Aliens board game is another ho-hum dungeon crawler


Welcome to Ars Cardboard, our weekend look at tabletop games! Check out our complete board gaming coverage at cardboard.arstechnica.com.

Aliens: Another Glorious Day in the Corps is a peculiar release. Aliens, James Cameron’s follow-up to the sci-fi classic Alien is frankly one of the best action films ever made, so the excitement around this new cardboard adaptation is not surprising. The problem? We’ve seen it all before.

Aliens first received a tabletop implementation with a strong 1989 design published by Leading Edge. The spirit of the film was further embodied in Games Workshop’s classic Space Hulk, a game that was Aliens in all but name. Space Hulk influenced hundreds of tabletop dungeon crawlers since, each paying homage to their predecessors and re-wrapping that core tense experience with minute deviations.

So Aliens: Another Glorious Day in the Corps is already facing a challenge: how to be something new? Designer Andrew Haught realized that hurdle and introduced a seemingly unique central mechanism called the “endurance deck.” Everything else in this game is secondary. The plastic miniatures depicting Hicks, Ripley, and a score of aliens are all background. The fog of war blips, clearly influenced by Space Hulk, are just another tool. The lovingly crafted graphic design that covers every square inch of this game is simply veneer.

But the endurance deck is the game’s lifeblood. Players control multiple marines, spending cards to fire their weapons and initiate special abilities. Even new equipment enters play through the deck. Occasionally, players trigger a negative event from this deck as well, adding to the sense of danger lurking around every corner.

In some ways, this system is sleek and clever. It condenses multiple ideas—equipment, events, and abilities—into a single mechanism, which saves table space and lowers the rules overhead.

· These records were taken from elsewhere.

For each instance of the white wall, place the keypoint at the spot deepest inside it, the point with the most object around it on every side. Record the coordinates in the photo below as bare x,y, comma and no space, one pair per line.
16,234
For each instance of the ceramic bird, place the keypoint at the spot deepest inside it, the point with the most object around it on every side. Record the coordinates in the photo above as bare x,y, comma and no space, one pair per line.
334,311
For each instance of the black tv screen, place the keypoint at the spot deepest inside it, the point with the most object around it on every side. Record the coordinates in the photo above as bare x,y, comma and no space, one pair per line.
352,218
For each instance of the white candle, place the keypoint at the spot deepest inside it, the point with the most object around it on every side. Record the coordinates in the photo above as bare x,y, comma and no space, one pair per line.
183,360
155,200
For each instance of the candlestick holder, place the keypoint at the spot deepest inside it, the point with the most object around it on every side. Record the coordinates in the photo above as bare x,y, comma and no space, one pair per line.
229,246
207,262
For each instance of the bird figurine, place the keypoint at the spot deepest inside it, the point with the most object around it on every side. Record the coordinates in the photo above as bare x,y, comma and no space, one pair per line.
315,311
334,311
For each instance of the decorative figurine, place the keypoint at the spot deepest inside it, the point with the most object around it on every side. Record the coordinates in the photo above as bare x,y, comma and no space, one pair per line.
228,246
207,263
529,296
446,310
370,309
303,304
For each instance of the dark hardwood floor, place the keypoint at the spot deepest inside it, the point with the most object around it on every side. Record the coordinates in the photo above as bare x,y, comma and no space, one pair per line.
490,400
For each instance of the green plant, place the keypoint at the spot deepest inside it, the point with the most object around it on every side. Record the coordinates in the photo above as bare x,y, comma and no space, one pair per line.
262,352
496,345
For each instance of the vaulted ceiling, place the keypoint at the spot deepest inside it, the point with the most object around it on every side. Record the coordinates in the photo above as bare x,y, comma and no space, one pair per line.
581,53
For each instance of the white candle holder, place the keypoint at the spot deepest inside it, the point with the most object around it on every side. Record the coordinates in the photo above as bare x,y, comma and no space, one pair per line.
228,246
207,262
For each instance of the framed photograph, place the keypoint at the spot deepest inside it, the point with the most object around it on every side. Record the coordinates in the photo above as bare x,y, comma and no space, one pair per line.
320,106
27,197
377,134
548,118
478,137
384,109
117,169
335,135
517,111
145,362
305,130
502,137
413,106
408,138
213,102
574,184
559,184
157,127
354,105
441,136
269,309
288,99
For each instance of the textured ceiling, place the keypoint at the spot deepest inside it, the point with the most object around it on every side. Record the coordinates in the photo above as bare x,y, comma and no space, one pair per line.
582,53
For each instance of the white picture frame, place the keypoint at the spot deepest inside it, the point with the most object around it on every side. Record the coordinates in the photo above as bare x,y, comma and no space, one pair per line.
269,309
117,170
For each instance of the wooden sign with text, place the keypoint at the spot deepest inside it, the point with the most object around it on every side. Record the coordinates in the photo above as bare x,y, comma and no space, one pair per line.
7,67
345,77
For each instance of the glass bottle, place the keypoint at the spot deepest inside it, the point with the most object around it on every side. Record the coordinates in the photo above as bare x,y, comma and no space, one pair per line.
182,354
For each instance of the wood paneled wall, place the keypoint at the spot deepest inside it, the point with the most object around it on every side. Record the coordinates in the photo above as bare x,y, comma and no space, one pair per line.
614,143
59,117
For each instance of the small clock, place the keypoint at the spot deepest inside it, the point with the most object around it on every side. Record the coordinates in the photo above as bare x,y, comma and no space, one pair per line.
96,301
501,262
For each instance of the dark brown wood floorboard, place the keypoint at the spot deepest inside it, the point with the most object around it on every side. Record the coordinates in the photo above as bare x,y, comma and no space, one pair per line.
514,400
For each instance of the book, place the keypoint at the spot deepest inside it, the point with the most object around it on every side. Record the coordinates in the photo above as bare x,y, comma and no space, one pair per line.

Of even more significance is the thematic accomplishment. You exhaust cards from the endurance deck to pay for actions, sometimes removing them permanently from play. The number of cards waning over time represents your group’s decreasing morale and resources. The deck provides an overt sense of dread that escalates across the arc of play. It will often mimic the board state, supporting the tension as xenomorphs crawl out of the ductwork and surround your squad.